A simple 4-bit digital-to-analog converter that is constructed from a digitally controlled switch (74HC4066), a set of binary-weighted resistors, and an operational amplifier. The basic idea is to create an inverting amplifier circuit whose gain is controlled by changing the input resistance Rin. The 74HC4066 and the resistors together act as a digitally controlled Rin that can take on one of 16 possible values. (You can think of the 74HC4066 and resistor combination as a digitally controlled current source. Each new binary code applied to the inputs of the 74HC4066 generates a new discrete current level that is summed by RF to provide a new discrete output voltage level.) We choose scaled resistor values of R, R/2, R/4, and R/8 to give Rin discrete values that are equally spaced. To find all possible values of Rin, we use the formula provided. This formula looks like the old resistors- in-parallel formula, but we must exclude those resistors which are not selected by the digital input code-that’s what the coefficients A through D are for (a coefficient is either 1 or 0, depending on the digital input).

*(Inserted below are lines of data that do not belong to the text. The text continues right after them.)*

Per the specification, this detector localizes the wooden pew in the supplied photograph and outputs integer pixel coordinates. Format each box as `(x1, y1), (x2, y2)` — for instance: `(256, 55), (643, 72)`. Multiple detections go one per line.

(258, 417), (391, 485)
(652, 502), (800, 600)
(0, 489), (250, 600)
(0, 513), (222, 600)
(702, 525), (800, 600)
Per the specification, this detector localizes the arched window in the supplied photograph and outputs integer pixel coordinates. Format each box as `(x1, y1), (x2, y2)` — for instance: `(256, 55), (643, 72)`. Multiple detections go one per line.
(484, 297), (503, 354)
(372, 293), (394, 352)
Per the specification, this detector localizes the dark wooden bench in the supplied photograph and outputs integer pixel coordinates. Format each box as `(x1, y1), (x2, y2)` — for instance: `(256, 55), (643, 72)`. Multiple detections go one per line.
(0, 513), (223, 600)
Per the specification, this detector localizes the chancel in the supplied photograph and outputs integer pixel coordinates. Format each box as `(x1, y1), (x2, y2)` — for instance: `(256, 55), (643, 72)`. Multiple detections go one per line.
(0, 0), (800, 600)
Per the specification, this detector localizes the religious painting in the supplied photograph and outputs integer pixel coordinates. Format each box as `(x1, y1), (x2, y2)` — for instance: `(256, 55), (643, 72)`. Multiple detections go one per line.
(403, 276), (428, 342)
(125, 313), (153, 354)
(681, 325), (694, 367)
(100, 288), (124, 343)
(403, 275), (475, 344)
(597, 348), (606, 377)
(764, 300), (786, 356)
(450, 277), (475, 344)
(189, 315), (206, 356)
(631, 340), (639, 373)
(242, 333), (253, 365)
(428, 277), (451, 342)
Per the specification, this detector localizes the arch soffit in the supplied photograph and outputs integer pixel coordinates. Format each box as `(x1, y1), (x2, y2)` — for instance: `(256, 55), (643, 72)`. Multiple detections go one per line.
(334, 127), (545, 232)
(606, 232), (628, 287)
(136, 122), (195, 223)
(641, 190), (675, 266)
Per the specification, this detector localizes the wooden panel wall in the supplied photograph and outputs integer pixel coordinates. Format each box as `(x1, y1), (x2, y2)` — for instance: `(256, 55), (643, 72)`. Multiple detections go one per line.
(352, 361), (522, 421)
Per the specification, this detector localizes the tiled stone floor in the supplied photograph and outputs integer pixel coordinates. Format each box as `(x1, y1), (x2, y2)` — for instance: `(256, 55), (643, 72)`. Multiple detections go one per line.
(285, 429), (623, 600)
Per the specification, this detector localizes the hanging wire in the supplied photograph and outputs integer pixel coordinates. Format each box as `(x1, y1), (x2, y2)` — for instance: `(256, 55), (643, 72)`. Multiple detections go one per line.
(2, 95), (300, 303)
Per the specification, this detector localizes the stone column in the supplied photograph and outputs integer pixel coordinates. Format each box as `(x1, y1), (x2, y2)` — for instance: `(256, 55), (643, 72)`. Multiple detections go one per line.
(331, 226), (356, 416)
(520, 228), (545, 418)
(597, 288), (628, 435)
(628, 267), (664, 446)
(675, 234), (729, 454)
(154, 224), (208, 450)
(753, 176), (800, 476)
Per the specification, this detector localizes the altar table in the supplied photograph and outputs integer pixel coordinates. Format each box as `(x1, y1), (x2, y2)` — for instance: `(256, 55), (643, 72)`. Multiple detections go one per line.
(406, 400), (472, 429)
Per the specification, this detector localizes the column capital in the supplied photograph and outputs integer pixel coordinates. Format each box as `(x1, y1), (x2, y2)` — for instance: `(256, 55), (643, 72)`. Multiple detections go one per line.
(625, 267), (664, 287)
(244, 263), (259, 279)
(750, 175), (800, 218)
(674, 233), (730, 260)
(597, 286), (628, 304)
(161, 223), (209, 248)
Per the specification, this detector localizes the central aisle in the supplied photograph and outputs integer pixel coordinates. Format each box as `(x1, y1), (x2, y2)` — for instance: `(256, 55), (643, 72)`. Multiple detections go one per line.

Now, to find the analog output voltage, we simply use Vout = −Vin (RF/Rin)-the expression used for the inverting amplifier shows what we get when we set Vin = −5 V, R = 100 kΩ, and RF = 20 kΩ, and take all possible input codes. The binary-weighted DAC shown above is limited in resolution (4-bit, 16 analog levels). To double the resolution (make an 8-bit DAC), you might think to add another 74HC4066 and R/16, R/32, R/64, and R/128 resistors. In theory, this works; in reality, it doesn’t. The problem with this approach is that when we reach the R/128 resistor, we must find a 0.78125-kΩ resistor, assuming R = 100 kΩ. Assuming we can find or construct an equivalent resistor network for R/128, we’re still in trouble because the tolerances of these resistors will screw things up. This scaled-resistor approach becomes impractical when we deal with resolutions of more than a few bits.

To increase the resolution, we scrap the scaled-resistor network and replace it with an R/2R ladder network-the manufacturers of DAC ICs do this as well. An R/2R DAC uses an R/2R resistor ladder network instead of a scaled-resistor network, as was the case in the previous DAC. The benefit of using the R/2R ladder is that we need only two resistor values, R and 2R. The trick to understanding how the R/2R ladder works is realizing that the current drawn through any one switch is always the same, no matter if it is thrown up or thrown down. If a switch is thrown down, current will flow through the switch into ground (0 V). If a switch is thrown up, current will flow toward virtual ground- located at the op amp’s inverting input (recall that if the non inverting input of an op amp is set to 0 V, the op amp will make the inverting input 0 V, via negative feedback). Once you realize that the current through any given switch is always constant, you can figure that the total current (I) supplied by Vref will be constant as well. Once you’ve got that, you figure out what fractions of the total current passes through each of the branches within the R/2R network using simple circuit analysis.